I actually read this article, it is amazingly put together.

Kudos to you!

For this very start I am asking about the first few points which got my attention and I see them as limitations for my situation. These are stated below:

1-It is stated in the article that
The dataset_reader section of the ranker’s configuration defines the source of the articles. The source can be of the following dataset_format:
wiki txt and .json files.
My dataset is in .csv format. So what limitations probably I can face?

2-It says
Both models require about 24 GB of RAM.(Google Colab is also of no use)
If my machine does not meet this requirement I am unable to use this model. If yes, is there any alternative(online)platform which can be used.

Best Regards

@Shafaq Thank you very for your feedback!
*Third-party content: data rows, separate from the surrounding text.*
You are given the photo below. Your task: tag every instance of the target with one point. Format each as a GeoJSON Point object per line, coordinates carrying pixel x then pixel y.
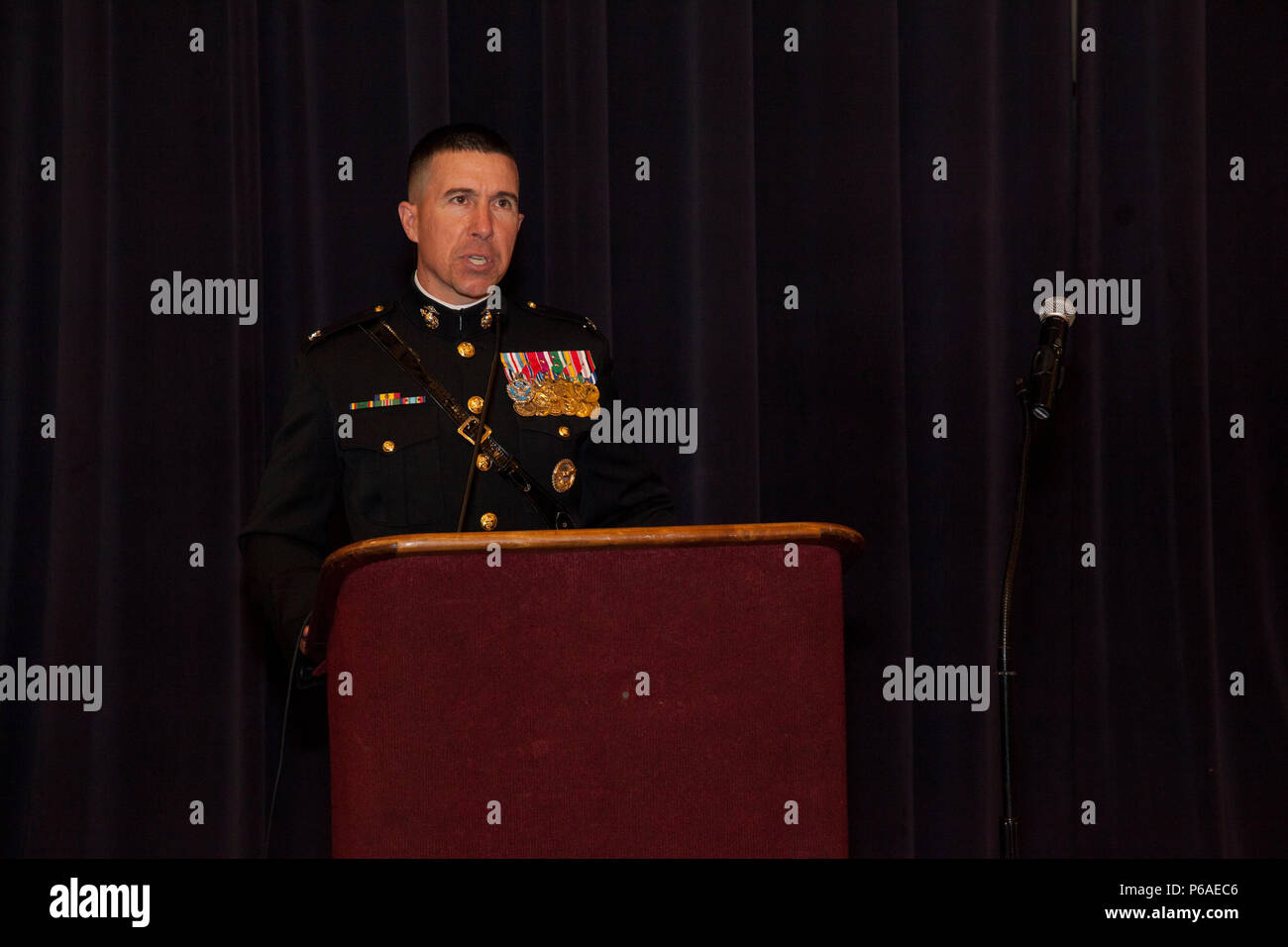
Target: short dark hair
{"type": "Point", "coordinates": [460, 137]}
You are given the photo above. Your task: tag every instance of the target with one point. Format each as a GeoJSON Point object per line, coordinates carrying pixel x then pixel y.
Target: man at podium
{"type": "Point", "coordinates": [452, 407]}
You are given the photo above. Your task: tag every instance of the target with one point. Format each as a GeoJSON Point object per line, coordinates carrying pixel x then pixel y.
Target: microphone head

  1. In case of csv I would consider converting it into txt or json, currently we don’t have an implementation for csv. You can find the details here DeepPavlov/odqa_reader.py at b66179e584d3eb6da73c5731ba7b732dab7e94bd · deepmipt/DeepPavlov · GitHub

  2. The specific requirement depends on how large your database is (the csv file). The Wikipedia based model requires 24 GB of RAM, I believe your model will require less RAM.

Please let me know if you need a further assistance.

Okay great! I need to ask

1-Can you point to some reference which may help me in converting my .csv format to .txt. What format should it have.

2- I want to make sure that, if the root path in the config file needs to be changes when used in Windows environment.
“metadata”: {
“variables”: {
“ROOT_PATH”: “~/.deeppavlov”, This needs to be changed in Windows environment or it is fine??
“DOWNLOADS_PATH”: “{ROOT_PATH}/downloads”,
“MODELS_PATH”: “{ROOT_PATH}/models”

  1. Separate your articles into txt files and put them into a directory then train the reader model just like in the example 3-2.py · GitHub

  2. I would recomend using the full path.

Okay Thank you!
I am running into this wired error. Command is unable to pick the file. Can you point to possible issues due to which it isn’t able to find the file. Although the file is copied and is present at the exact location.

Hi @yurakuratov
I hope you are doing well. As you said that I should train BioBert model with squad dataset. I am doing the same, made required changes in config file but the training is taking too long.

On a low power machine it is up for 15 hours and still not responding. While at another machine it ran but gave the following error(Resource issue).

I’ll be waiting to hear from you!

While waiting, I am trying to:

1-use any other dataset for training.
2-trying to make a subset out of squad dataset.
3-giving optional parameters for training like this:
from deeppavlov import train_model
squadbert_config[‘train’][‘batch_size’] = 4 # set batch size
squadbert_config[‘train’][‘max_batches’] = 30 # maximum number of training batches
squadbert_config[‘train’][‘val_every_n_batches’] = 30
squadbert_config[‘train’][‘log_every_n_batches’] = 5
train_model (squadbert_config);
.

We trained such models (build on top of the BERT-base) for SQuAD on GPUs with >11Gb RAM (NVIDIA 1080Ti, P100). With default configuration file from the library it takes <=6h to train the model.

Without GPU training will take an order of magnitude more time.

Error on the last screenshot says that training with the current batch_size does not feet to the GPU memory.